The Q&A Archives: Bowles Mauve Wallflower and Zebra Mallow

Question: I have a Bowles Mauve wallflower planted Spring 2007. It bloomed all year except for mid to late January and then was absolutely glorious this Spring (2008). Now it seems to be dying. At least it has underneath limbs that are bone colored and very dry and in many of those that are not entirely bone colored and still have leaves, the leaves are turning bone colored and falling off. There are still blooms at the tips of the stalks although not as plentiful and the stalks are mostly bone colored. I have watered as usual and see no signs of insects. We are in drought, although not as badly as last year. Any ideas about what is happening and what I might do to save it? I also have a 2 yr. old Zebra Mallow that is quite tall and has already got little seed pods on most of the limbs and much fewer leaves. There are still flowers at the tops. It is almost like it is setting seed very early.

Angela H.

Answer: 'Bowles' Mauve' is a hybrid evergreen perennial form of Erysimum and does not reseed like the more common biennial wallflowers. It does root quite easily from cuttings though, which is a good thing as the plant is not very longlived. It quite literally blooms itself to death after a couple of seasons - 2-3 years is about as long as you can expect for good performance before it starts to decline. I'd take tip cuttings or replace the plant with a new one.

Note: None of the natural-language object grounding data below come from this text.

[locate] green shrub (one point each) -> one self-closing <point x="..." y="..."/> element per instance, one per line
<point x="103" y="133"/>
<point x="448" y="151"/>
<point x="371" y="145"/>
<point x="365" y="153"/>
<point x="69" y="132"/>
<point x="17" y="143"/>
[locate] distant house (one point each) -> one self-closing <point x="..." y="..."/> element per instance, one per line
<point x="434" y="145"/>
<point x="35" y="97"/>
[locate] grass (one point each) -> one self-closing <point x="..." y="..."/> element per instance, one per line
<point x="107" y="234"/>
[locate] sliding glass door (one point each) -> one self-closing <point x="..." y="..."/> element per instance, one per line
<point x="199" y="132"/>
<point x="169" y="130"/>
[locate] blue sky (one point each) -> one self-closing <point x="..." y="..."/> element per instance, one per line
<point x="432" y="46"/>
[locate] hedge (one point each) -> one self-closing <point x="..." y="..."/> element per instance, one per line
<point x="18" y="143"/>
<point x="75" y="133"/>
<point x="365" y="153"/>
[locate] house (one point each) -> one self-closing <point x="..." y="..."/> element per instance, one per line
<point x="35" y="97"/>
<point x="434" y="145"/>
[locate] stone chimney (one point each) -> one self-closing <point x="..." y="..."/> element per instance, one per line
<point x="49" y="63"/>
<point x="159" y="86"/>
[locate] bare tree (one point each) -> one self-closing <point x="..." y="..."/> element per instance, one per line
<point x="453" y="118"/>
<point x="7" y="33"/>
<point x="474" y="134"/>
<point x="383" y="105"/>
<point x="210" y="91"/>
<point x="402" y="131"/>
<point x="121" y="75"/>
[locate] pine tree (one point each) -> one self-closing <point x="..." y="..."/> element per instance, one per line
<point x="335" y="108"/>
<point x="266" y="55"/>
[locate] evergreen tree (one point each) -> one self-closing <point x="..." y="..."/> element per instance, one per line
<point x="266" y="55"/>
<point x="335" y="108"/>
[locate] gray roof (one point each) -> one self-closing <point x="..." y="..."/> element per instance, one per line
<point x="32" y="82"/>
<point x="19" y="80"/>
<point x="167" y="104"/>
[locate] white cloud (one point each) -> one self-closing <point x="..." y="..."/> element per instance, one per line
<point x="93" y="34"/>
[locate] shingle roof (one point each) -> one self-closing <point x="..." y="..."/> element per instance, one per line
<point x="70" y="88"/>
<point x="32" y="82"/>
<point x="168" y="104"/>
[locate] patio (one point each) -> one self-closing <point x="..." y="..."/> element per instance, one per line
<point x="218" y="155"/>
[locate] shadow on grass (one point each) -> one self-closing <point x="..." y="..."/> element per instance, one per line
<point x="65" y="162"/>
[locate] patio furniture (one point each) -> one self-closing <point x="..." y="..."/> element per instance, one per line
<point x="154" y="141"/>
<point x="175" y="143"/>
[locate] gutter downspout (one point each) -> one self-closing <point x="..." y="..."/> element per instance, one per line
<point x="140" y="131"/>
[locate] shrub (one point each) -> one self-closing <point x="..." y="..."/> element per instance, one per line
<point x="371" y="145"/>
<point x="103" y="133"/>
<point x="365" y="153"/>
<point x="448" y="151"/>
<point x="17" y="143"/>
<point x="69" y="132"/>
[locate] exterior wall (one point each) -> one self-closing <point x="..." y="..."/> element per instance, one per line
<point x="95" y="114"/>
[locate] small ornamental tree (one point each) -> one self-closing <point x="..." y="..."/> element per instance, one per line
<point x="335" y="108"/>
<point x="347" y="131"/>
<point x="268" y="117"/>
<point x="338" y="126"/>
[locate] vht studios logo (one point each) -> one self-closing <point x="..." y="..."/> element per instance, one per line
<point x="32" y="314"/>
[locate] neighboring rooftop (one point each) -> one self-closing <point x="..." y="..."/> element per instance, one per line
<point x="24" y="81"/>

The story is the same for your zebra mallow. An old Cottage-garden favorite, this cousin to the Hollyhock has similar satiny flowers in a soft lavender-purple shade, exotically striped with deep maroon veins. It forms an upright, bushy mound that may need to be staked if grown in rich soil. This is a short-lived perennial or biennial, often flowering itself to death in the first year, but coming back the next year from self-sown seedlings. I'd allow the seeds to develop and spill into the garden bed. Next spring you'll have lots of new plants.